Research
Galactic archaeology with survey data, dynamics, chemistry, and machine learning.
Research interests include stellar abundances, Galactic evolution, spectroscopic surveys, Gaia-based dynamics, and deep learning applications for large astronomical data sets.
Theme 01
Milky Way formation and ex-situ stellar components
This work develops deep-learning approaches to identify ex-situ stars using 6D kinematics and actions from Gaia DR3.

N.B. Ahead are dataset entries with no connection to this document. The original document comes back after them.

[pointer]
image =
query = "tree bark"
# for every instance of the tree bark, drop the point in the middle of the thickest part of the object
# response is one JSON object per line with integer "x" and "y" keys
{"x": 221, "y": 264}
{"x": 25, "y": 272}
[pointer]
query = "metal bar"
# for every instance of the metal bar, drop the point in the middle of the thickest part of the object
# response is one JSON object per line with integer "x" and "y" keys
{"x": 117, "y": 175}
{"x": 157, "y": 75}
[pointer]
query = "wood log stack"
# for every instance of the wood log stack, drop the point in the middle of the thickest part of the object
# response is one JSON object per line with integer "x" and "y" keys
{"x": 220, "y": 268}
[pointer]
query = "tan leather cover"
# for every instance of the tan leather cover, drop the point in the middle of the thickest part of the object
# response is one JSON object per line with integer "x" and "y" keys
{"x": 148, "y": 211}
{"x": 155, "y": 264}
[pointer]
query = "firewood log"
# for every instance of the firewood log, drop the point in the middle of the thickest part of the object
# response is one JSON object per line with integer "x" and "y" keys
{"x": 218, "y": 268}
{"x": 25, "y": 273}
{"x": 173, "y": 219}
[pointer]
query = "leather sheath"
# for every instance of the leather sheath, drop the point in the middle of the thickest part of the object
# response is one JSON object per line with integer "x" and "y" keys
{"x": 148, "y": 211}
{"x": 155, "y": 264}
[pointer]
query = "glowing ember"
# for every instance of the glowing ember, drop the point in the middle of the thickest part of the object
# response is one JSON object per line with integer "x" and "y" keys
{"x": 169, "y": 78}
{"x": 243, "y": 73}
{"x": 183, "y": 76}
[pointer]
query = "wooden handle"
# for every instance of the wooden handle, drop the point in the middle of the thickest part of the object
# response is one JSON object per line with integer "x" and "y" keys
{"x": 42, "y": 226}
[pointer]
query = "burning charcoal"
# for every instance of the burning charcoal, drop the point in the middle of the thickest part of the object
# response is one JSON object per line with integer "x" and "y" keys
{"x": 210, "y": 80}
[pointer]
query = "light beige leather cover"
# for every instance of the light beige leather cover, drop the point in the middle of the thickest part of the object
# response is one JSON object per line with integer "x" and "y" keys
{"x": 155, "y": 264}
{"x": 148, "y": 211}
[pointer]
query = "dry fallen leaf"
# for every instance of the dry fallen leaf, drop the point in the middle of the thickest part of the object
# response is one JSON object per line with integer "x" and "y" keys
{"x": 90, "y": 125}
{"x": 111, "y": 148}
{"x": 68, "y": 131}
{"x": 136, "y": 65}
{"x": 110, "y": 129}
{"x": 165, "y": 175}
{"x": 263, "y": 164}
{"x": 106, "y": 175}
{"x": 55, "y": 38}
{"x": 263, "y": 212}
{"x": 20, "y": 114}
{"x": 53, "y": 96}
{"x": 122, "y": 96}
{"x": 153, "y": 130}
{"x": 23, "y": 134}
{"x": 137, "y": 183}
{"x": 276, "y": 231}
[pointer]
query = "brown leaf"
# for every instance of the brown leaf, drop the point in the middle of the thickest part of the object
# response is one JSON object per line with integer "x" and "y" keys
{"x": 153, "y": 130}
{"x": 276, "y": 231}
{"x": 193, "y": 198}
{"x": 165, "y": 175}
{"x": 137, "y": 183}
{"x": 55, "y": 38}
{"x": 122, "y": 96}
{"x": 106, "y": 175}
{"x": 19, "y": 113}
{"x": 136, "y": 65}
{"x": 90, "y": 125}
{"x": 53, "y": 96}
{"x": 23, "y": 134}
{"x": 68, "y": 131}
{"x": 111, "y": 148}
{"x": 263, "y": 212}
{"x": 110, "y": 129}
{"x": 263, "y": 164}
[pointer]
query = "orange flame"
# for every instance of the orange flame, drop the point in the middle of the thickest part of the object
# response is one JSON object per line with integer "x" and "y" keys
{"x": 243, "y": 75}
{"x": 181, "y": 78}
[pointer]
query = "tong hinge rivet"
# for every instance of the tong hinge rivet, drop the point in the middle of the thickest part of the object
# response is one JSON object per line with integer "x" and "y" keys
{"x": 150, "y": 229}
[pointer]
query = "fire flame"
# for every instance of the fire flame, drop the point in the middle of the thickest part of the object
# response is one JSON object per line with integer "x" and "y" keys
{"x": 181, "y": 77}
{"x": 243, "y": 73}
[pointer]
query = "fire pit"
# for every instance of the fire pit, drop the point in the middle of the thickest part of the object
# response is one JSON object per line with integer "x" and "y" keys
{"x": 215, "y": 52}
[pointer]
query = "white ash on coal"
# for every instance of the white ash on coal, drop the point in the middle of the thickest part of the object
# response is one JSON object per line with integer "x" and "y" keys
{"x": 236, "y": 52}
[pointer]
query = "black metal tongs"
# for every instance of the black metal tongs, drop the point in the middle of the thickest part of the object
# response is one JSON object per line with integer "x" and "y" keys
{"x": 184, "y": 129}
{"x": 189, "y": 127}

The analysis maps ex-situ star distributions in radial and vertical directions and estimates their proportions within the Galactic disk and halo.
Theme 02
Galactic bar dynamics and angular momentum transfer
This work studies a rotating stellar component in the bulge and halo through neural-network classification applied to Gaia DR3.
Test-particle simulations with an axisymmetric background potential and a decelerating central bar are used to interpret angular-momentum transfer mechanisms.
Theme 03
Stellar parameters and elemental abundances
Neural-network models are used to estimate stellar parameters and elemental abundances from low-resolution LAMOST DR8 spectra for 1.2 million giants.
The resulting value-added catalog supports investigations of the Milky Way's chemical evolution.
Theme 04
Machine learning and AI for astronomy
Neural networks and deep learning are core methods for classification and stellar-parameter inference from large astronomical surveys.
Additional professional activity includes participation in meetings or schools related to astrostatistics, machine learning, data visualization, and AI-driven discovery in physics and astrophysics.